With HIPAA, Inaction Can Cost You
- Diane Evans
- 1 day ago
- 1 min read
A new federal case under the Health Insurance Portability and Accountability Act (HIPAA) points to the importance of good-faith efforts to avoid data breaches. Time and again, breaches happen – and organizations pay a price – because compliance efforts fall short.
At its core, HIPAA is a baseline plan for applying proven practices that prevent data intrusions.
This latest case, reported this week by the U.S. Office for Civil Rights, underscores the preventability of one of the most common HIPAA violations: That of impermissible access to private information by an insider.
OCR’s Acting Director Anthony Archeval is on point in saying that “allowing unrestricted access to patient health information can create an attractive target for a malicious insider.”

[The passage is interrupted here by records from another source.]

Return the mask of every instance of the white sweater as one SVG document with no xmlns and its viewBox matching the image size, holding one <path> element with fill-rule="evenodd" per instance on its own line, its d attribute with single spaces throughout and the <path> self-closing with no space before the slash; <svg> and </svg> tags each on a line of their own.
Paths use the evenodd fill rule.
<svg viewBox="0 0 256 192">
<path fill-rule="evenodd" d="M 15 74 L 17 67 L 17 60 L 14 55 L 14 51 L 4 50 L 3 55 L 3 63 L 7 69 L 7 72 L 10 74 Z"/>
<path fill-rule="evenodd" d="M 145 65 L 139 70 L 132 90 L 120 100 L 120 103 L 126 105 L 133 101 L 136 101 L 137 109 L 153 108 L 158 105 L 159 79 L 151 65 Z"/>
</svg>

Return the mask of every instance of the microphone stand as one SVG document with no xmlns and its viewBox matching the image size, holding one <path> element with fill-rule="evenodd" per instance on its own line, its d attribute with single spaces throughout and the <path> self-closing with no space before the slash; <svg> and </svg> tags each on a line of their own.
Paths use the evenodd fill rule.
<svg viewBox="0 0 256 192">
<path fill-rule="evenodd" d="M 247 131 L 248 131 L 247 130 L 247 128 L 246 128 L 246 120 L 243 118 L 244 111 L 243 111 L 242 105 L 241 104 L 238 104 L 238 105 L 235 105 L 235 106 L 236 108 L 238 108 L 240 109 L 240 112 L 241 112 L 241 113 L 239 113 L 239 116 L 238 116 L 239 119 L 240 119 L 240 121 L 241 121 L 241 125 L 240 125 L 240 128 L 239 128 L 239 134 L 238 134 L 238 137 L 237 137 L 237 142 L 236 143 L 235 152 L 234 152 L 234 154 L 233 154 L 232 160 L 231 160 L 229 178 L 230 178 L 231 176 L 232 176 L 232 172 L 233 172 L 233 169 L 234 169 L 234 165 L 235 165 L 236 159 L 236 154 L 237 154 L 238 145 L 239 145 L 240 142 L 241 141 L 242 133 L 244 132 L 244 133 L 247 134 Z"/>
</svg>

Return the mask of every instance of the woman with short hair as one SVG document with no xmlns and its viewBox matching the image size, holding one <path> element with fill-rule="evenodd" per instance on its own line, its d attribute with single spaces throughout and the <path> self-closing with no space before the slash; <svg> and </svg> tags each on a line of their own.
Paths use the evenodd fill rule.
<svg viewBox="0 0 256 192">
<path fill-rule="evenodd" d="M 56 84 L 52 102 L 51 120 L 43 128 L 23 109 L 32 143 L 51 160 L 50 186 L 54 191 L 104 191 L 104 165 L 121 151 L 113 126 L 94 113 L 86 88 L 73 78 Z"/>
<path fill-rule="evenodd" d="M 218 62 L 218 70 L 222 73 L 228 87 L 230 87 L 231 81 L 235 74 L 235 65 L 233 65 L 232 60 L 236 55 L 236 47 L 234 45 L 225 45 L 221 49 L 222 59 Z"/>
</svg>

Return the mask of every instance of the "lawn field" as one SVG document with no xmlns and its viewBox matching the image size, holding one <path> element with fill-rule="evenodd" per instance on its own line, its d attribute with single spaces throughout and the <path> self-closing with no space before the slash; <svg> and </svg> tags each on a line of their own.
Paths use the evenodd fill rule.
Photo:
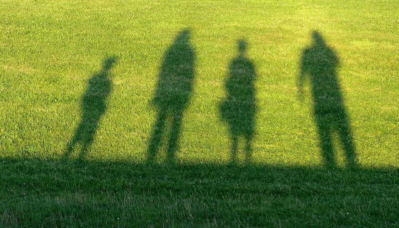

In this case, a patient was contacted by an unknown individual who had photographs of her printed medical records, as well as a video of someone scrolling through her medical records on a computer screen.
OCR’s investigation pointed to culpability on the part of the healthcare provider, including:
Failing to implement policies and procedures for authorized access to private information as required;
Failing to reduce risks and vulnerabilities to a reasonable and appropriate level, and,
Failure to regularly review records of information system activity.
In addition to an $800,000 settlement, remediation will include a compliant risk assessment, better training and risk management.
These are all things within the power of an organization to do in advance - both to meet federal standards and to protect individuals served. Privacy efforts shouldn’t be viewed solely in terms of meeting regulations. Fundamentally, the objective is to uphold trust.